This purely subjective entry is not about Armageddon per se but about the many "worlds" that had ended and had been replaced by "new worlds" to which everyone, to a larger or lesser extent, adapts to eventually, with eagerness and reluctance, out of habit and out of need, and under the force of law. "New worlds" come into existence as a result of man sometimes using a rather perilous combination of his God-given talents and his Satan-driven desires, although not all newness in the changed worlds have origins rooted in evil.
For one world to die and another to be born used to take a generation or longer but the rate of replacement is increasing so much so that dramatic changes are taking place within a lifetime as medical and non-medical technology advances, the speed of communication quickens and as man's talents are more and more aligned with Satan's goal to destroy mankind.
It is apparent that the 18th century is very different from the current 21st. The 18th century has been chosen as the starting point because this was the century in which some of the most famous musicians were born [1] and some of the most enduring musical pieces were written. The classical composers of the 18th century were followed by impressionist painters of the 19th century whose renowned signature works are housed in the world's most notable museums. Musicians [3] and artists [4] of the 18th and 19th centuries, respectively, had used their talents to glorify God whereas some of the talented ones of the 20th and the 21st centuries used theirs to serve Satan.
With major advances in medicine [5] in the 19th century beginning with vaccines [6] and continuing into the 20th century with the discovery of antibiotics [7], the healthy man had used his time to invent [8]. The top 10 innovations in the 20th century, as Jeff Danelek pointed out in his article, influenced humanity both positively and negatively. [9] While Danelek's list of top 10 inventions was not in chronological order, each invention had changed the world previous to its existence, and all of them together had brought to an end all the known worlds.

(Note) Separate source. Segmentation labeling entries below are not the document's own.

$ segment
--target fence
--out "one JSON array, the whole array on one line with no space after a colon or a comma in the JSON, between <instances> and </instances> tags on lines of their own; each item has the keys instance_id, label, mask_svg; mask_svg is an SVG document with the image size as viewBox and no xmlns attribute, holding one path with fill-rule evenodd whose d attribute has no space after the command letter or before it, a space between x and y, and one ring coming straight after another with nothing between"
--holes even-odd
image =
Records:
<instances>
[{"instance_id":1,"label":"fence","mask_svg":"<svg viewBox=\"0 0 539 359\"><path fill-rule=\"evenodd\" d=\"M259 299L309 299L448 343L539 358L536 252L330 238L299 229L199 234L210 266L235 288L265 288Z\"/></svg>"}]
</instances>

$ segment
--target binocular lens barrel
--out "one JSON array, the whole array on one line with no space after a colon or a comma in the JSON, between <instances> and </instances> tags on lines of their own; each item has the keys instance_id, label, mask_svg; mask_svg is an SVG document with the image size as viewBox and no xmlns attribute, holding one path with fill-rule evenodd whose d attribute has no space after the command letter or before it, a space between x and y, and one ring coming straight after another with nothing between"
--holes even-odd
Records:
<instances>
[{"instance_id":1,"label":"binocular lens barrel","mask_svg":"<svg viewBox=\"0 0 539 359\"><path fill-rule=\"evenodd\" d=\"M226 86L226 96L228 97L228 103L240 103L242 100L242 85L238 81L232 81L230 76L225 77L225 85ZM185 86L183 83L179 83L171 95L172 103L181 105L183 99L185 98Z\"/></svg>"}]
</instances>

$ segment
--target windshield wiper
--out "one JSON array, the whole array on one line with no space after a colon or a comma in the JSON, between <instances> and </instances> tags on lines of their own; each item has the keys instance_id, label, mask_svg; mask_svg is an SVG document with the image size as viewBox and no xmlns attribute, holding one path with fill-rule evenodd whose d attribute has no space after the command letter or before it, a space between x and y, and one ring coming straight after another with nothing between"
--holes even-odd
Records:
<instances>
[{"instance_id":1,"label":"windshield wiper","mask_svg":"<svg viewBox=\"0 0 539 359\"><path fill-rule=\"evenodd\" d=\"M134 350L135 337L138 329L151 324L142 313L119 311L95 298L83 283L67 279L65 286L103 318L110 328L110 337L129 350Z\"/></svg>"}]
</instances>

The world at present is on-going, but it is also ending, with robotics leading the way. Robots will eventually be part of life, from performing household chores to providing transportation that benefits humanity to carrying out anonymous murders and unaccounted for computerized warfare that destroys it.
The end of the world means that a new one had replaced it. Like an infant, the new world has the potential to be good but it also has an equal potential to be evil. Based on the events that are unfolding at present, God's will is not being done on earth as it is in Heaven. In fact, Satan's plans are being executed, beginning with the rejection of the ideal woman exemplified by the Blessed Virgin Mary, the resultant disintegration of the family and the isolation of the individual fueled by technology to the replacement of love for neighbor with power over and control of neighbor, the elimination of true spiritual conscience in favor of imperfect secular rules of the totalitarian State and the coming disintegration of the Church (currently being rotted out from within by hypocrites and minions of Satan) and all other religious institutions to be reconstituted as puppets of tyrannical regimes [10].
[1] https://en.wikipedia.org/wiki/Category:18th-century_classical_composers
[2] http://www.historyofpainters.com/19th_century.htm
[3] Two of the greatest 18th century composers of classical music who glorified God were Ludwig van Beethoven and Wolfgang Amadeus Mozart. Beethoven wrote the Missa Solemnis and Mozart the Mass in C Minor and others.
[4] Vincent van Gogh showed his love for Christ by painting the Pietà after Eugene Delacroix and the Raising of Lazarus. Even though Pierre-Auguste Renoir, Claude Monet and many other 19th century Impressionist painters had not painted anything religious, Renoir glorified God by some his paintings depicting a certain peaceful timelessness that could very well have been similar to a picture taken in the Garden of Eden had it continued. The same goes for the waterlilies that Claude Monet painted and his personal garden of Eden at Giverny that he tended (one needs to walk around his garden and pause to reflect to appreciate fully the beauty and tranquility contained within its proportions).
[5] http://www.localhistories.org/medicine.html
[6] "Louis Pasteur, the Father of Immunology?" by Kendall A. Smith
[7] "A Brief Biography of Alexander Fleming" by Tim Lambert
[8] "Top 10 Inventions of the 20th Century" by Jeff Danelek
[9] Ibid.
[10] ISIL is an example. ISIL is a criminal regime with its own flag that had hijacked Islam, making the religion its homicidal puppet.